# WTB  1939-1941 Og paint Mercury  Pacemaker



## kreika (Jan 23, 2017)

Howdy all! 
In search of  a 1939-1941 Mercury Pacemaker in original paint to help round out my collection. I'm also open to unfinished projects, parts, including good metal repop parts or plastic lenses. Shroud decals or anything Mercury cool!
Thank you and take care,
Chris


----------



## kreika (Jan 29, 2017)

Bump


----------



## mynameislegion (Feb 10, 2017)

Will PM


----------



## kreika (Feb 10, 2017)

Sweet stuff! Unfortunately have all of the above a couple times over.... Thanks for the offer!!!
-Chris


----------



## kreika (Feb 10, 2017)

Wtb: light bar for boys , original paint maroon or black boys frame and or fork....please  thank you


----------



## None (Feb 11, 2017)

I need parts! Let me know what you find!!

Seat post
Fenders
Stem
Handlebars/grips
Pedals


----------



## kreika (Feb 11, 2017)

Hey Dez,
I did get a hit off my wtb for a seatpost. It's pretty crusty though. npence picked up that red boys that was missing a tank in the picture from smoopy's. I think he might part it out. You maybe able to get some of your list from it? Out of town right now. I'll take a look when I get back. Aloha and mahalo! 
Hope all is well in socal!
-Chris


----------



## None (Feb 12, 2017)

kreika said:


> View attachment 421517 Hey Dez,
> I did get a hit off my wtb for a seatpost. It's pretty crusty though. npence picked up that red boys that was missing a tank in the picture from smoopy's. I think he might part it out. You maybe able to get some of your list from it? Out of town right now. I'll take a look when I get back. Aloha and mahalo!
> Hope all is well in socal!
> -Chris




He connected with me. Thank you @kreika! 

(Notice the reply and tag ) haha


----------



## kreika (Feb 12, 2017)

I've been schooled....


----------



## None (Feb 12, 2017)

kreika said:


> I've been schooled....




You school me all day long on this stuff!


----------



## fordmike65 (Feb 12, 2017)

Desireé said:


> You school me all day long on this stuff!

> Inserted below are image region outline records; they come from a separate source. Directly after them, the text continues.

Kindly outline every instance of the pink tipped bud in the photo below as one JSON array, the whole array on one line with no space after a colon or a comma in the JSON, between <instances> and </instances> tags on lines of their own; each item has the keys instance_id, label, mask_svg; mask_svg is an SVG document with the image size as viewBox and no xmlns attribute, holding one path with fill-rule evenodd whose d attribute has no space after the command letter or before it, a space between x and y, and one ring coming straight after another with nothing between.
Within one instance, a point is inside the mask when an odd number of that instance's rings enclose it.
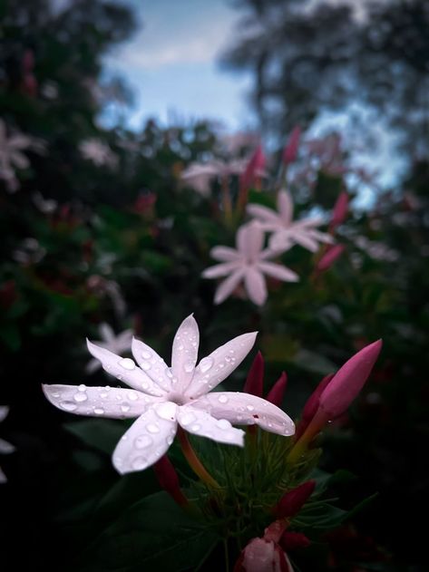
<instances>
[{"instance_id":1,"label":"pink tipped bud","mask_svg":"<svg viewBox=\"0 0 429 572\"><path fill-rule=\"evenodd\" d=\"M285 165L293 163L297 160L297 150L299 147L299 140L301 139L301 128L299 125L295 127L290 134L288 143L283 150L282 160Z\"/></svg>"},{"instance_id":2,"label":"pink tipped bud","mask_svg":"<svg viewBox=\"0 0 429 572\"><path fill-rule=\"evenodd\" d=\"M277 405L278 407L280 407L283 397L285 396L287 385L288 375L286 374L286 372L282 372L280 377L269 390L268 394L266 397L267 401L274 403L274 405Z\"/></svg>"},{"instance_id":3,"label":"pink tipped bud","mask_svg":"<svg viewBox=\"0 0 429 572\"><path fill-rule=\"evenodd\" d=\"M323 391L318 409L329 420L342 415L357 396L378 358L382 344L382 341L377 340L357 352L336 372Z\"/></svg>"},{"instance_id":4,"label":"pink tipped bud","mask_svg":"<svg viewBox=\"0 0 429 572\"><path fill-rule=\"evenodd\" d=\"M188 504L188 499L180 490L179 477L167 455L164 455L153 465L155 476L160 486L166 490L180 506Z\"/></svg>"},{"instance_id":5,"label":"pink tipped bud","mask_svg":"<svg viewBox=\"0 0 429 572\"><path fill-rule=\"evenodd\" d=\"M276 516L283 519L294 517L311 497L315 487L316 480L307 480L293 490L287 492L274 507Z\"/></svg>"},{"instance_id":6,"label":"pink tipped bud","mask_svg":"<svg viewBox=\"0 0 429 572\"><path fill-rule=\"evenodd\" d=\"M317 262L316 270L317 272L325 272L332 267L334 262L340 257L343 254L346 247L341 244L336 244L332 247L328 247L327 251L323 255L320 260Z\"/></svg>"},{"instance_id":7,"label":"pink tipped bud","mask_svg":"<svg viewBox=\"0 0 429 572\"><path fill-rule=\"evenodd\" d=\"M310 539L302 532L288 532L286 530L279 542L285 552L297 548L307 548L310 546Z\"/></svg>"},{"instance_id":8,"label":"pink tipped bud","mask_svg":"<svg viewBox=\"0 0 429 572\"><path fill-rule=\"evenodd\" d=\"M253 364L249 370L246 383L244 384L243 392L245 393L251 393L257 397L262 397L262 391L264 388L264 358L262 354L258 352Z\"/></svg>"},{"instance_id":9,"label":"pink tipped bud","mask_svg":"<svg viewBox=\"0 0 429 572\"><path fill-rule=\"evenodd\" d=\"M334 209L332 211L332 219L330 228L333 230L339 225L343 224L348 212L348 194L342 190L338 195Z\"/></svg>"},{"instance_id":10,"label":"pink tipped bud","mask_svg":"<svg viewBox=\"0 0 429 572\"><path fill-rule=\"evenodd\" d=\"M311 420L316 415L316 412L317 411L319 405L320 395L323 393L325 388L333 377L334 373L329 373L329 375L326 375L307 399L307 403L304 405L301 421L297 426L297 431L295 431L296 441L297 441L299 437L301 437L306 429L308 427Z\"/></svg>"},{"instance_id":11,"label":"pink tipped bud","mask_svg":"<svg viewBox=\"0 0 429 572\"><path fill-rule=\"evenodd\" d=\"M266 159L262 147L258 145L250 157L244 173L241 176L241 187L249 189L252 186L255 179L259 177L265 168Z\"/></svg>"}]
</instances>

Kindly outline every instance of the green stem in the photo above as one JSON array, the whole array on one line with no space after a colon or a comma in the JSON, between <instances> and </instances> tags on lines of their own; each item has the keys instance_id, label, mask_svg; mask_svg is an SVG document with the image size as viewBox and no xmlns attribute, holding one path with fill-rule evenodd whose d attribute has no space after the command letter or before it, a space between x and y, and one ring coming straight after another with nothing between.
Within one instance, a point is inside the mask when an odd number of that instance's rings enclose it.
<instances>
[{"instance_id":1,"label":"green stem","mask_svg":"<svg viewBox=\"0 0 429 572\"><path fill-rule=\"evenodd\" d=\"M217 480L213 479L213 477L209 473L207 469L201 463L200 459L197 457L196 452L192 449L192 446L188 439L188 435L181 427L179 427L177 431L177 435L179 437L179 441L180 442L181 451L183 451L183 455L186 458L190 467L192 469L194 473L200 477L200 479L209 485L209 487L212 487L214 489L219 489L219 485Z\"/></svg>"}]
</instances>

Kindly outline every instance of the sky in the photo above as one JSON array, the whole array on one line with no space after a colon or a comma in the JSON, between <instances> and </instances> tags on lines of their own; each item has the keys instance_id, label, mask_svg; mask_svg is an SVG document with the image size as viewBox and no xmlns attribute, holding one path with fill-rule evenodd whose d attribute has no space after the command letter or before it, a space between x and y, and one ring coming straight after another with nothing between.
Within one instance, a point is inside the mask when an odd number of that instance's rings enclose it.
<instances>
[{"instance_id":1,"label":"sky","mask_svg":"<svg viewBox=\"0 0 429 572\"><path fill-rule=\"evenodd\" d=\"M220 69L219 53L240 16L229 0L122 0L136 12L138 31L106 60L134 92L132 127L153 117L168 124L220 120L229 130L255 123L246 92L251 77Z\"/></svg>"}]
</instances>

I have a stem I'll trade for a frosty beer at the next Monrovia Foothill Flyers Ride if you're still in need.


----------



## kreika (Mar 17, 2017)

Original paint? Light bar? Black frame? Fork? Shroud? Lenses? Decals? Happy St Patrick's Day


----------



## kreika (Apr 6, 2017)

Thanks DaveK for the connection with Norm for my first og paint Murray/Mercury. Rare color scheme and branded Penco/JcPenny's. Super cool!!!!


----------



## kreika (Apr 19, 2017)

Bump for Mercury


----------



## kreika (Jul 21, 2017)

Boing


----------



## fordmike65 (Jul 21, 2017)

kreika said:


> Boing


----------



## Robertriley (Jul 21, 2017)

mynameislegion said:


> Will PM
> 
> View attachment 420815
> 
> ...



Since he passed, I know a guy needing a rack


----------



## kreika (Jul 21, 2017)

Robertriley said:


> Since he passed, I know a guy needing a rack




I got a rack.


----------



## Robertriley (Jul 21, 2017)

kreika said:


> I got a rack.



I sold one last month and right after I did, someone asked me for one.  Do you want to part with one.  It's for the guy that I was going to do the trade with.


----------



## kreika (Jul 21, 2017)

Robertriley said:


> I sold one last month and right after I did, someone asked me for one.  Do you want to part with one.  It's for the guy that I was going to do the trade with.




Which one does he need? I have both frame styles rack. Wide and narrow.


----------



## kreika (Jul 21, 2017)

Robertriley said:


> I sold one last month and right after I did, someone asked me for one.  Do you want to part with one.  It's for the guy that I was going to do the trade with.




Check the pic at the top of the thread. The blue one is for the external seat post clamp the tan is for the built into the frame type of clamp.


----------



## Robertriley (Jul 21, 2017)

kreika said:


> Which one does he need? I have both frame styles rack. Wide and narrow.



Heck, I don't know.  It was for the I messaged you about a couple weeks ago when I was going to


----------



## kreika (Jul 21, 2017)

Robertriley said:


> Heck, I don't know.  It was for the I messaged you about a couple weeks ago when I was going to




Huh? Lol Ask your bud for a pic of the frame and get back to me. Let's make a deal.


----------



## None (Jul 21, 2017)

kreika said:


> Thanks DaveK for the connection with Norm for my first og paint Murray/Mercury. Rare color scheme and branded Penco/JcPenny's. Super cool!!!!View attachment 447128 View attachment 447129 View attachment 447130




:eek::eek::eek: she's so gorgeous. I'm in love...


----------



## kreika (Sep 28, 2017)

I want this bike!!! Who's got it? Who's got it? 
WTB original paint Mercury Pacemaker please. Blue on blue would be eeeeeeepic!!!


----------



## fordmike65 (Sep 28, 2017)

kreika said:


> I want this bike!!! Who's got it? Who's got it?
> WTB original paint Mercury Pacemaker please. Blue on blue would be eeeeeeepic!!!
> View attachment 683672



If the seller woulda shipped, I'd have the bike! It was sold at either AA or ML a couple years ago


----------



## kreika (Sep 28, 2017)

fordmike65 said:


> If the seller woulda shipped, I'd have the bike! It was sold at either AA or ML a couple years ago




Such an epic counterpart to the Penco!!!


----------



## Jorge_ Rollfast (Oct 9, 2018)

Hello, I'm looking for some Mercury Pacemaker girls parts, tank, chainguard and fender emblem, do you have available those parts?


----------



## kreika (Oct 9, 2018)

Jorge_ Rollfast said:


> Hello, I'm looking for some Mercury Pacemaker girls parts, tank, chainguard and fender emblem, do you have available those parts?




Sold almost all my extras a few months back.


----------



## Jorge_ Rollfast (Oct 10, 2018)

If you know about some parts please would you let me know?
Thank you very much


----------